Mesmo diante de um cenário global desafiador, marcado por tensões comerciais entre grandes potências, o setor de telecomunicações no Brasil tem encontrado estabilidade em segmentos estratégicos, como o mercado corporativo e os data centers.

“Enquanto outras áreas de telecom possam enfrentar uma estagnação devido ao aumento dos custos de importação e taxas de juros elevadas, a demanda por data centers continua em expansão, impulsionada principalmente pela crescente necessidade de armazenamento em nuvem e processamento de dados em tempo real”, avalia a CEO da Fibracem, Carina Bitencourt (foto acima).

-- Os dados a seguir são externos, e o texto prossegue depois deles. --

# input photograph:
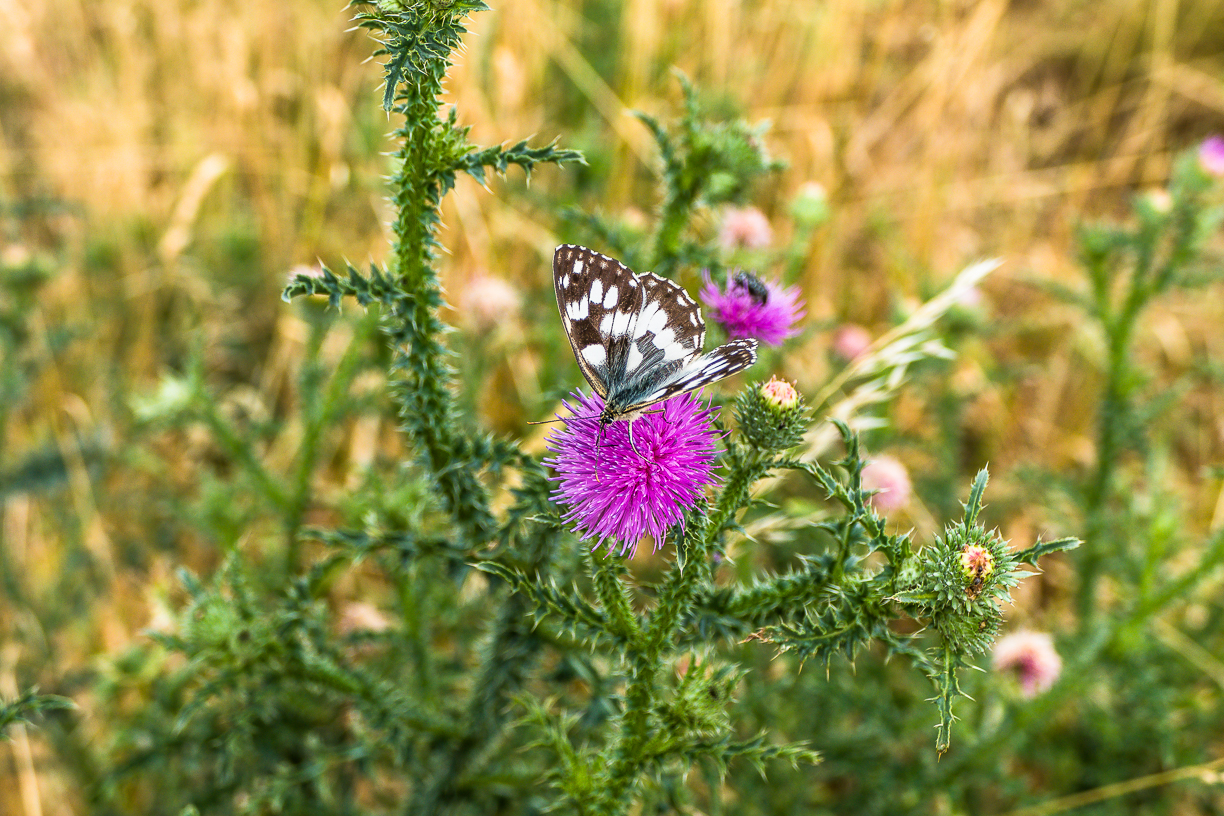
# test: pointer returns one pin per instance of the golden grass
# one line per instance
(943, 132)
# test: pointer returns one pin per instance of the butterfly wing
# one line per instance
(637, 338)
(597, 297)
(701, 370)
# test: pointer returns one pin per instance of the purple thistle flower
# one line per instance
(744, 310)
(1211, 155)
(613, 494)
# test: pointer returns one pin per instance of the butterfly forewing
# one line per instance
(597, 297)
(637, 338)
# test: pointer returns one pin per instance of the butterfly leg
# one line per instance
(633, 447)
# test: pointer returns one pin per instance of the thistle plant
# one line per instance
(526, 662)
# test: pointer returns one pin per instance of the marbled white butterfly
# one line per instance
(637, 338)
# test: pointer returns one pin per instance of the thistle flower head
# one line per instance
(780, 394)
(1031, 657)
(771, 416)
(750, 307)
(851, 340)
(744, 226)
(617, 492)
(1211, 155)
(890, 481)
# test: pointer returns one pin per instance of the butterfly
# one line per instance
(637, 339)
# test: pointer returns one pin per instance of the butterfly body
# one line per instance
(638, 339)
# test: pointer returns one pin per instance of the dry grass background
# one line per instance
(943, 131)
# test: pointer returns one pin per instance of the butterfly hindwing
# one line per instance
(637, 338)
(704, 370)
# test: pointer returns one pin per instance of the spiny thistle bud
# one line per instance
(771, 416)
(961, 580)
(977, 565)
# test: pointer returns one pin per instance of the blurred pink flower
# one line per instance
(1029, 656)
(744, 226)
(360, 615)
(1211, 155)
(890, 480)
(851, 340)
(487, 301)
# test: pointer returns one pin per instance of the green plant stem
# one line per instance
(318, 412)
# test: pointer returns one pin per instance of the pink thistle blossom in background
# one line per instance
(744, 228)
(851, 340)
(616, 494)
(1029, 656)
(890, 480)
(1211, 155)
(749, 307)
(487, 301)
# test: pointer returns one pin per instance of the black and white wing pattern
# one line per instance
(637, 338)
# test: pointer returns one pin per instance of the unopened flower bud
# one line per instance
(780, 394)
(771, 416)
(977, 565)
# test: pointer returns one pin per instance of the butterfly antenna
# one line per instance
(564, 419)
(632, 445)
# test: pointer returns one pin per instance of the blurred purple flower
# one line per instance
(750, 307)
(612, 493)
(1211, 155)
(1031, 657)
(744, 226)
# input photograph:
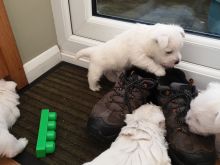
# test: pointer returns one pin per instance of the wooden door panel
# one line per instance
(9, 50)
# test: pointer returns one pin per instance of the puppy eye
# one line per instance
(169, 52)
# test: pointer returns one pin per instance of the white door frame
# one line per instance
(79, 29)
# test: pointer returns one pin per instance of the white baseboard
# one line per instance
(202, 75)
(42, 63)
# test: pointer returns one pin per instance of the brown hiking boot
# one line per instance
(185, 148)
(133, 88)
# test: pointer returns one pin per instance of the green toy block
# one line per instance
(46, 134)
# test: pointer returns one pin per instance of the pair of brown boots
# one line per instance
(173, 93)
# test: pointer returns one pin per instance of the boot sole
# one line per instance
(177, 161)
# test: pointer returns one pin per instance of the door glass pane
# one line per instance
(198, 16)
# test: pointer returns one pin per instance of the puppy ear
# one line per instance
(182, 34)
(217, 118)
(129, 118)
(162, 41)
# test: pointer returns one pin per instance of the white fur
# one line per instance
(9, 145)
(204, 115)
(140, 142)
(143, 46)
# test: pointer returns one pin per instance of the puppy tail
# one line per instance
(84, 53)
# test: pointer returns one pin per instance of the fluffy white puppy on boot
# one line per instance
(140, 142)
(204, 115)
(9, 145)
(151, 48)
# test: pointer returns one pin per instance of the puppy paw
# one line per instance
(17, 147)
(95, 88)
(160, 72)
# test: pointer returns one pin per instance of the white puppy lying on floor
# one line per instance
(9, 145)
(150, 48)
(204, 115)
(140, 142)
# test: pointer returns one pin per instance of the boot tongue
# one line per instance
(190, 89)
(179, 86)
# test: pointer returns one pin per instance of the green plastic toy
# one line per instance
(46, 134)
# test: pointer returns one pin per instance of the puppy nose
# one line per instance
(177, 62)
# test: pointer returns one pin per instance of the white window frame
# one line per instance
(79, 29)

Ampliação da fibra óptica fica comprometida

Quando se trata de cobertura de internet no País, a expansão de redes de fibra óptica, que pode levar sinal de internet de qualidade a áreas mais remotas, pode ficar um tanto quanto comprometida. A alta taxa de juros no Brasil, aspecto que tem dificultado a obtenção de financiamentos lucrativos para ampliação, acabam traduzindo-se em custos mais elevados que são, consequentemente, transferidos aos produtos finais, pressionando toda a cadeia do setor, desde os fabricantes até os consumidores finais.

Para Carina, em um curto prazo, a previsão é que Provedores de Internet optem por priorizar a manutenção de sua base atual de operações ao invés de buscarem expansão. Contudo, no médio e longo prazo, caso haja uma estabilidade maior e um ambiente econômico mais favorável, pode-se esperar inversão desse cenário.

A executiva da companhia brasileira lembra, ainda, que o setor de Telecom já vem presenciando um crescimento mais lento nos últimos anos, mas que deve se tornar ainda mais evidente graças aos entraves entre as duas potências mundiais.

“Creio que as empresas vão precisar diversificar fornecedores, reduzindo a dependência de países envolvidos nas disputas, como China ou Estados Unidos, buscando alternativas em polos emergentes como Vietnã, Índia, México e Brasil, além de nacionalização e regionalização de cadeias produtivas e, claro, atenção maior para investimento em P&D e tecnologias próprias”, finaliza a CEO.